Bioleaching, also known as biomining, employs microbes that can oxidize metals as part of their metabolism. The process has been widely used in the mining industry to extract valuable metals from ores. More recently, it has been used to recover materials from electronic waste such as printed circuit boards and solar panels, as well as from contaminated water and even uranium dumps.

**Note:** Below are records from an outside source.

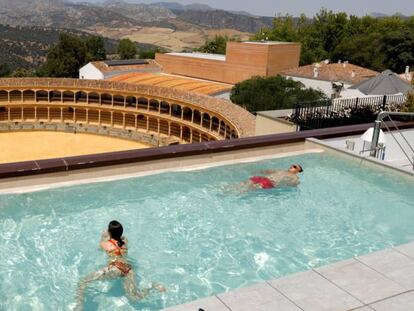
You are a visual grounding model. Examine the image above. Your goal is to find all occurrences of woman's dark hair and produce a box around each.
[108,220,124,247]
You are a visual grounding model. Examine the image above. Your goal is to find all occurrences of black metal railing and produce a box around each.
[292,95,407,131]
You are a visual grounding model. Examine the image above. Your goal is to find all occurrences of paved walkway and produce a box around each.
[165,242,414,311]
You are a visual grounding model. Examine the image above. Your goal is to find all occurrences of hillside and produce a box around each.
[0,24,157,70]
[0,0,273,33]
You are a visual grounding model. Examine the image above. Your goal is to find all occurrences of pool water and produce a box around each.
[1,152,413,310]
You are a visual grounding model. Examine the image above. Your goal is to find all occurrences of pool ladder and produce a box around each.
[371,112,414,170]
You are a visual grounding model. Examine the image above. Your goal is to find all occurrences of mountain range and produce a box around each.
[0,0,273,33]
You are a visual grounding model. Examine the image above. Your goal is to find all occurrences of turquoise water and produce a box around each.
[0,152,413,310]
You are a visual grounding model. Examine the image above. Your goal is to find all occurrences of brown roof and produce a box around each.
[281,61,379,84]
[109,72,233,96]
[399,72,413,83]
[91,60,162,74]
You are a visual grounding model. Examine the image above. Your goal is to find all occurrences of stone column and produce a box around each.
[146,117,149,132]
[190,129,193,143]
[61,91,63,103]
[124,96,126,108]
[21,107,23,120]
[123,113,126,128]
[98,110,101,125]
[168,121,171,136]
[34,107,37,121]
[180,125,183,140]
[7,91,10,103]
[135,114,137,129]
[209,118,213,131]
[21,91,23,103]
[60,107,63,122]
[47,107,50,122]
[86,109,89,124]
[110,111,113,126]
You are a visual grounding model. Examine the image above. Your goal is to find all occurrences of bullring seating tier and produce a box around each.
[0,78,255,145]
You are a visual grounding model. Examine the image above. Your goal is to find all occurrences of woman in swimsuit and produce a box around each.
[74,220,165,310]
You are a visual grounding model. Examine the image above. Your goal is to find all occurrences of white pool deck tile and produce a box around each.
[370,291,414,310]
[316,258,405,304]
[164,242,414,311]
[395,242,414,259]
[356,249,414,290]
[164,296,230,311]
[217,282,301,311]
[268,270,362,311]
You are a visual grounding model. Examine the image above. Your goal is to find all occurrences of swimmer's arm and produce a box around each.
[99,230,110,250]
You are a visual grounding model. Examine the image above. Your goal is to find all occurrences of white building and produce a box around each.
[79,59,161,80]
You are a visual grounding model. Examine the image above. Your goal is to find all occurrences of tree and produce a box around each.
[40,33,87,78]
[0,63,11,77]
[139,49,159,59]
[85,36,106,62]
[230,75,327,112]
[11,68,36,77]
[117,38,137,60]
[253,9,414,72]
[381,29,414,73]
[332,33,386,71]
[197,35,234,54]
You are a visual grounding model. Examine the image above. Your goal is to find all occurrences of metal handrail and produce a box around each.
[371,112,414,169]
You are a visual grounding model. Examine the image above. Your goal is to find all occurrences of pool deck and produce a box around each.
[165,241,414,311]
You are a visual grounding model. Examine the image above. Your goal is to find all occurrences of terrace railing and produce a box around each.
[292,95,407,131]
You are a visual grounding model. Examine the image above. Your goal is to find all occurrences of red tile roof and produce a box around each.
[281,61,379,84]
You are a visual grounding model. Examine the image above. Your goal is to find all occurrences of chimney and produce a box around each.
[405,66,412,81]
[351,70,356,79]
[343,61,349,68]
[313,66,319,78]
[338,59,342,64]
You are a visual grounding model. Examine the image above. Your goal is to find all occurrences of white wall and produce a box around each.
[79,63,104,80]
[324,129,414,167]
[285,76,365,98]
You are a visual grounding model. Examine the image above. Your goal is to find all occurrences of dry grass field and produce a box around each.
[86,26,251,51]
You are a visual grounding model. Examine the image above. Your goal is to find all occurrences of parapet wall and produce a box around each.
[156,42,301,84]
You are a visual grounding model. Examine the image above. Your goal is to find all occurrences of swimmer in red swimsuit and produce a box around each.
[242,164,303,191]
[74,221,165,310]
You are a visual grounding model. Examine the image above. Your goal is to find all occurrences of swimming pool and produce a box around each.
[0,152,413,310]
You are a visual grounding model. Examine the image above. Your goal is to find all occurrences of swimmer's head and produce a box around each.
[289,164,303,174]
[108,220,124,246]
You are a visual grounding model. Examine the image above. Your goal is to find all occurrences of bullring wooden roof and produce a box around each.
[109,73,233,96]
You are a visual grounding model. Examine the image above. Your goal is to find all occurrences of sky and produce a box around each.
[79,0,414,17]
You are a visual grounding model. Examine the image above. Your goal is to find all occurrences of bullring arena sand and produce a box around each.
[0,131,149,164]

Professor Sebastien Farnaud and his colleagues at the university’s Bioleaching Research Group have found that bacteria, including Acidithiobacillus ferrooxidans and other non-toxic species, can target and recover the individual metals in EV batteries, reducing the need for existing techniques which involve high temperatures or toxic chemicals. The purified metals can be recycled indefinitely back into multiple supply chains.
Professor Sebastien Farnaud says that bioleaching is more cost-effective and more environmentally friendly than current recycling processes. “Lithium-ion batteries are currently recycled at a meagre rate of less than 5% in the EU, and most batteries that do get recycled are melted and their metals extracted. These plants are expensive to build and operate, and require sophisticated equipment to treat the harmful emissions generated by the smelting process. Despite the high costs, these plants rarely recover all valuable battery materials. Bioleaching, on the other hand, can offer a more sustainable and effective solution to recycling electric car batteries.”